The asset purchase financed through an SBA 7(a) loan is the most common structure for podiatry practice acquisitions in the $1M–$5M revenue range. The buyer acquires the practice's goodwill, patient records, equipment, and lease — but not the legal entity — which limits exposure to legacy liabilities. SBA financing covers 75–85% of the purchase price, with the buyer contributing 10–15% in equity and the seller often carrying a note for 5–10%. When the selling physician is the primary revenue driver, an earnout component tied to patient retention is layered on top to align incentives during the ownership transition.

How does an earnout work in a podiatry practice sale?

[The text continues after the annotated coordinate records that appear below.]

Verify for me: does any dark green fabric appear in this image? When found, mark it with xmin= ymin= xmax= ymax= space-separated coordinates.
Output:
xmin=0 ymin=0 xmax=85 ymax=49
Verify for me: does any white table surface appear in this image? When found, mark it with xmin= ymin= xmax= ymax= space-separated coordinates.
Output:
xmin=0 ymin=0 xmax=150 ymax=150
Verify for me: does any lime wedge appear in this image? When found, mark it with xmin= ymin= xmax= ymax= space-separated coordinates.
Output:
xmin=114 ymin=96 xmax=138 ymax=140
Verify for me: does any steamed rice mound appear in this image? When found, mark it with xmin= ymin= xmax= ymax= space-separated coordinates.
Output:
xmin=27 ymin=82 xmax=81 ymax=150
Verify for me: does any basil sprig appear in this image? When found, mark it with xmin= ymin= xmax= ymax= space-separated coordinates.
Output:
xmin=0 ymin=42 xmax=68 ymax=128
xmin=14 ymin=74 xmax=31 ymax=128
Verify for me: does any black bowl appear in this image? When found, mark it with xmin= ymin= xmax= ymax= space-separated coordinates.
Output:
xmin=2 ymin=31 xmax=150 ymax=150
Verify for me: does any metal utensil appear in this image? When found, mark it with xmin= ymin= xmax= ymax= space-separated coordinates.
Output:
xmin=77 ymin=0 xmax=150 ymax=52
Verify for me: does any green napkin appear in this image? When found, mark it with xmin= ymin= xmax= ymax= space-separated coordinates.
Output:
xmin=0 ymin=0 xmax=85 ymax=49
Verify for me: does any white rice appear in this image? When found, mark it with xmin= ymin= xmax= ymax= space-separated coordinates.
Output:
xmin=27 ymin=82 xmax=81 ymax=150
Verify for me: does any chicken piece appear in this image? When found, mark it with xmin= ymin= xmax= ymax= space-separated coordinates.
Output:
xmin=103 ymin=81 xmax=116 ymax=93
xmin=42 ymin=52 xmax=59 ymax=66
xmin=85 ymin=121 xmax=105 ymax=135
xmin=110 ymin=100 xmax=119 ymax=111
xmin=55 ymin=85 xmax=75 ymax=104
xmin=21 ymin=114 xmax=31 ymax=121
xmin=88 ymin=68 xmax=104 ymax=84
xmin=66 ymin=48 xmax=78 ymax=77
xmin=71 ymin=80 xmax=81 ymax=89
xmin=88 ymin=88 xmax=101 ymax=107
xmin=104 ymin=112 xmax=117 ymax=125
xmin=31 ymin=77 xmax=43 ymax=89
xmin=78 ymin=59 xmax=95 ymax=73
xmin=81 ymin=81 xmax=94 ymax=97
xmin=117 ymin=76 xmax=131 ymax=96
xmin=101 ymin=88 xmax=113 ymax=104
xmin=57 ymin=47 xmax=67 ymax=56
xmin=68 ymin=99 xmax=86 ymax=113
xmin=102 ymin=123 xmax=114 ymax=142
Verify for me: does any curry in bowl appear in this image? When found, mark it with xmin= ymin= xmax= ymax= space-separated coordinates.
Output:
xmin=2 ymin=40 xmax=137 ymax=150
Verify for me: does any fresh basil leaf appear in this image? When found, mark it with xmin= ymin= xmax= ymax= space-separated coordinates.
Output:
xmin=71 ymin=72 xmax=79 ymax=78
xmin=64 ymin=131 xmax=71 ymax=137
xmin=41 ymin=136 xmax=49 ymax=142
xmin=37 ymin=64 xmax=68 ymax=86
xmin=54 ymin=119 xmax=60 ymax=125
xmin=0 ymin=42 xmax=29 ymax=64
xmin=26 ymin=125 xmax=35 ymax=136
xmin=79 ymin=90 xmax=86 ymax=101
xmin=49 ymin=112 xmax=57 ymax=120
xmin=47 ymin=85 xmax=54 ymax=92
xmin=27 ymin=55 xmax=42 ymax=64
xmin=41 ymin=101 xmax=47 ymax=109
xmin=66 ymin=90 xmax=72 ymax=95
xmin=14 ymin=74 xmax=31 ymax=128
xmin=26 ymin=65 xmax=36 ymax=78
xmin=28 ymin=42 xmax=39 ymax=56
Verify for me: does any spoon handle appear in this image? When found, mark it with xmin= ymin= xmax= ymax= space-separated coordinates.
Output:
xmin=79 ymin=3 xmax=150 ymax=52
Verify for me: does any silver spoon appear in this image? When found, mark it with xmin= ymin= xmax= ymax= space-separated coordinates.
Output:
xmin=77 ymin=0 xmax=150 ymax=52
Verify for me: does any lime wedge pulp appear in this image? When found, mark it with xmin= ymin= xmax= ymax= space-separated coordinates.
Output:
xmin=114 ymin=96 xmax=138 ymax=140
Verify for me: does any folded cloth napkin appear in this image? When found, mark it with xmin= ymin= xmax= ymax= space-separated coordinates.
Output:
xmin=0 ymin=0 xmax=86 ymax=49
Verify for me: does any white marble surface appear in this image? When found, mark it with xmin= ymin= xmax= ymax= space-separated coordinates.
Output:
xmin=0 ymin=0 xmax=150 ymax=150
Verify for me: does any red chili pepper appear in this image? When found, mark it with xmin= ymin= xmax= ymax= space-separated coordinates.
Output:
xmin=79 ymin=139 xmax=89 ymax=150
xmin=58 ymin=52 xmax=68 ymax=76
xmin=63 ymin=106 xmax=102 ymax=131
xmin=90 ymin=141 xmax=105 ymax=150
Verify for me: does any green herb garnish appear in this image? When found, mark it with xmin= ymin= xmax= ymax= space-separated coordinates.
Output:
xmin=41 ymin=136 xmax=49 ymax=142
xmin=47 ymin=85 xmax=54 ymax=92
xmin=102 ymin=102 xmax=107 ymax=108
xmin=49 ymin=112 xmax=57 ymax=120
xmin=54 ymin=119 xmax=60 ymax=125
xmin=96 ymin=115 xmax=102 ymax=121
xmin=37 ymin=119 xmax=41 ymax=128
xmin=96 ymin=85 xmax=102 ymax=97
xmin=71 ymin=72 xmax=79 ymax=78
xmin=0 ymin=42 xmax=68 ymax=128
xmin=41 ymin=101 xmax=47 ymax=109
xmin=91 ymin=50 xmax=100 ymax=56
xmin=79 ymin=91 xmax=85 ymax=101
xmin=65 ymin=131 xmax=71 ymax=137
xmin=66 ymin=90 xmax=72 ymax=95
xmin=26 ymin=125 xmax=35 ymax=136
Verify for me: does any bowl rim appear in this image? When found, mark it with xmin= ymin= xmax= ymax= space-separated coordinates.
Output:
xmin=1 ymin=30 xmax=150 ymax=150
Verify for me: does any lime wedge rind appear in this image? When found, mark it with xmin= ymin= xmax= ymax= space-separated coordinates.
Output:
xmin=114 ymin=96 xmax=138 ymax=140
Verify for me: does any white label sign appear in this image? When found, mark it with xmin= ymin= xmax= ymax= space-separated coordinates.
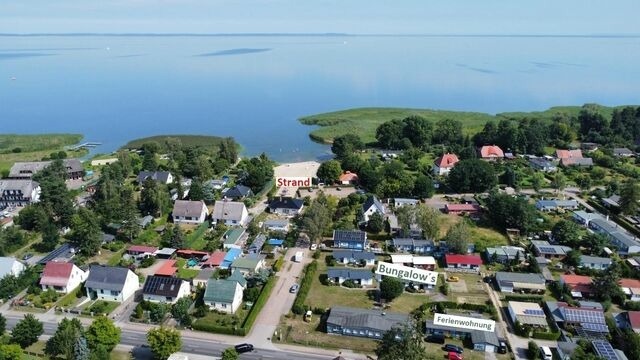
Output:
xmin=376 ymin=262 xmax=438 ymax=285
xmin=433 ymin=314 xmax=496 ymax=332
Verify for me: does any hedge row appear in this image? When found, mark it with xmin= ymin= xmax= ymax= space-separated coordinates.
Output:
xmin=291 ymin=260 xmax=318 ymax=315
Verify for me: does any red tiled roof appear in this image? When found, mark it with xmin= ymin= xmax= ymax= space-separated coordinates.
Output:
xmin=155 ymin=260 xmax=178 ymax=276
xmin=480 ymin=145 xmax=504 ymax=158
xmin=40 ymin=261 xmax=73 ymax=286
xmin=444 ymin=254 xmax=482 ymax=266
xmin=127 ymin=245 xmax=158 ymax=253
xmin=436 ymin=154 xmax=460 ymax=168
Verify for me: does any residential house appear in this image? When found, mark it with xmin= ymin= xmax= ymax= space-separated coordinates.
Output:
xmin=231 ymin=254 xmax=265 ymax=275
xmin=8 ymin=159 xmax=84 ymax=180
xmin=222 ymin=185 xmax=253 ymax=200
xmin=444 ymin=204 xmax=481 ymax=215
xmin=0 ymin=179 xmax=41 ymax=208
xmin=560 ymin=274 xmax=593 ymax=298
xmin=203 ymin=279 xmax=243 ymax=314
xmin=362 ymin=195 xmax=386 ymax=222
xmin=327 ymin=267 xmax=373 ymax=287
xmin=496 ymin=271 xmax=546 ymax=293
xmin=536 ymin=200 xmax=578 ymax=211
xmin=613 ymin=148 xmax=635 ymax=157
xmin=0 ymin=257 xmax=27 ymax=279
xmin=390 ymin=238 xmax=435 ymax=254
xmin=142 ymin=275 xmax=191 ymax=304
xmin=507 ymin=301 xmax=549 ymax=329
xmin=211 ymin=200 xmax=249 ymax=226
xmin=485 ymin=245 xmax=527 ymax=264
xmin=580 ymin=255 xmax=611 ymax=270
xmin=84 ymin=265 xmax=140 ymax=302
xmin=480 ymin=145 xmax=504 ymax=161
xmin=136 ymin=171 xmax=173 ymax=185
xmin=40 ymin=261 xmax=89 ymax=294
xmin=393 ymin=198 xmax=420 ymax=209
xmin=338 ymin=171 xmax=360 ymax=185
xmin=333 ymin=230 xmax=367 ymax=250
xmin=618 ymin=279 xmax=640 ymax=301
xmin=529 ymin=158 xmax=558 ymax=172
xmin=444 ymin=254 xmax=482 ymax=272
xmin=433 ymin=153 xmax=460 ymax=176
xmin=531 ymin=240 xmax=572 ymax=260
xmin=331 ymin=250 xmax=376 ymax=266
xmin=326 ymin=306 xmax=409 ymax=339
xmin=269 ymin=196 xmax=304 ymax=216
xmin=262 ymin=219 xmax=289 ymax=232
xmin=171 ymin=200 xmax=209 ymax=224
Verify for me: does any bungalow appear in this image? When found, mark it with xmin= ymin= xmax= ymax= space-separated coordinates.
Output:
xmin=529 ymin=158 xmax=558 ymax=172
xmin=485 ymin=245 xmax=527 ymax=264
xmin=580 ymin=255 xmax=611 ymax=270
xmin=40 ymin=261 xmax=89 ymax=294
xmin=338 ymin=171 xmax=360 ymax=185
xmin=362 ymin=195 xmax=386 ymax=222
xmin=231 ymin=254 xmax=265 ymax=275
xmin=560 ymin=274 xmax=593 ymax=298
xmin=262 ymin=219 xmax=289 ymax=232
xmin=0 ymin=179 xmax=41 ymax=208
xmin=211 ymin=200 xmax=249 ymax=226
xmin=391 ymin=238 xmax=435 ymax=254
xmin=507 ymin=301 xmax=549 ymax=329
xmin=203 ymin=279 xmax=243 ymax=314
xmin=444 ymin=204 xmax=480 ymax=215
xmin=536 ymin=200 xmax=578 ymax=211
xmin=84 ymin=265 xmax=140 ymax=302
xmin=171 ymin=200 xmax=209 ymax=224
xmin=0 ymin=257 xmax=27 ymax=279
xmin=332 ymin=250 xmax=376 ymax=266
xmin=136 ymin=171 xmax=173 ymax=185
xmin=326 ymin=306 xmax=409 ymax=339
xmin=433 ymin=153 xmax=460 ymax=176
xmin=222 ymin=185 xmax=253 ymax=200
xmin=480 ymin=145 xmax=504 ymax=161
xmin=618 ymin=279 xmax=640 ymax=301
xmin=269 ymin=196 xmax=304 ymax=216
xmin=531 ymin=240 xmax=572 ymax=260
xmin=496 ymin=271 xmax=546 ymax=293
xmin=444 ymin=254 xmax=482 ymax=272
xmin=327 ymin=267 xmax=373 ymax=287
xmin=142 ymin=275 xmax=191 ymax=304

An earnout defers a portion of the purchase price — typically 15–25% — and pays it to the seller only if specific performance targets are met after closing. In podiatry deals, earnouts are most commonly tied to total practice collections over 12–24 months post-close. For example, if the selling DPM commits to a 18-month clinical transition and the practice maintains 90% of prior-year collections, the seller receives the full earnout. If collections fall short, the earnout is reduced proportionally. The key to a workable earnout is precise contractual language defining the metric, the measurement period, and which party bears responsibility for events outside the seller's control — such as payer credentialing delays initiated by the buyer.

Can a non-physician buy a podiatry practice?

It depends on the state. Many states have corporate practice of medicine (CPOM) laws that restrict non-physician entities from owning a medical practice outright. In CPOM states, non-physician buyers — including PE-backed platforms and DSO operators — typically use a Management Services Organization (MSO) structure, where a physician-owned professional corporation (PC) holds the clinical license and provider contracts while the MSO entity owns the practice's non-clinical assets and receives management fees. Buyers should engage a healthcare M&A attorney familiar with podiatry-specific CPOM rules in the target state before structuring any transaction.

How is a podiatry practice valued for acquisition purposes?

Podiatry practices are most commonly valued using a multiple of EBITDA (Earnings Before Interest, Taxes, Depreciation, and Amortization), with owner compensation addbacks applied to normalize the financials. For established practices with $1M–$5M in annual collections and 15–30% EBITDA margins, transaction multiples typically range from 3x to 5.5x adjusted EBITDA. Value is higher for practices with multiple providers, diversified payer mix, clean billing history, and recurring chronic care revenue from diabetic patients and orthotics programs. Practices heavily dependent on a single physician or with Medicaid concentration above 30% typically trade at the lower end of the range.

What is a seller note and why do podiatry practice buyers ask for one?

A seller note is a form of deferred payment where the buyer owes the seller a portion of the purchase price over time, typically at a fixed interest rate of 5–8%. In SBA-financed podiatry deals, the seller note is usually 5–10% of the purchase price and is placed on 'full standby,' meaning no payments are made to the seller during the SBA loan term. Buyers request seller notes because they signal confidence — a seller willing to leave money in the deal is indicating they believe the practice will perform. For SBA lenders, seller participation is a positive underwriting signal that can accelerate loan approval.

What happens if the selling podiatrist's patients don't transfer to the new owner?

Patient attrition is the primary valuation risk in any podiatry practice acquisition, which is why earnouts and transition employment agreements are standard deal features. To mitigate attrition, buyers should require the selling physician to remain clinically active for 12–24 months post-close and participate in patient introduction communications. Practices with documented diabetic care protocols, active recall systems, and a roster of referral-generating relationships with primary care physicians or endocrinologists tend to retain patients better than those built entirely on the personal reputation of the selling DPM. The presence of an associate podiatrist who already sees a portion of the patient base is the single most effective structural protection against post-sale patient attrition.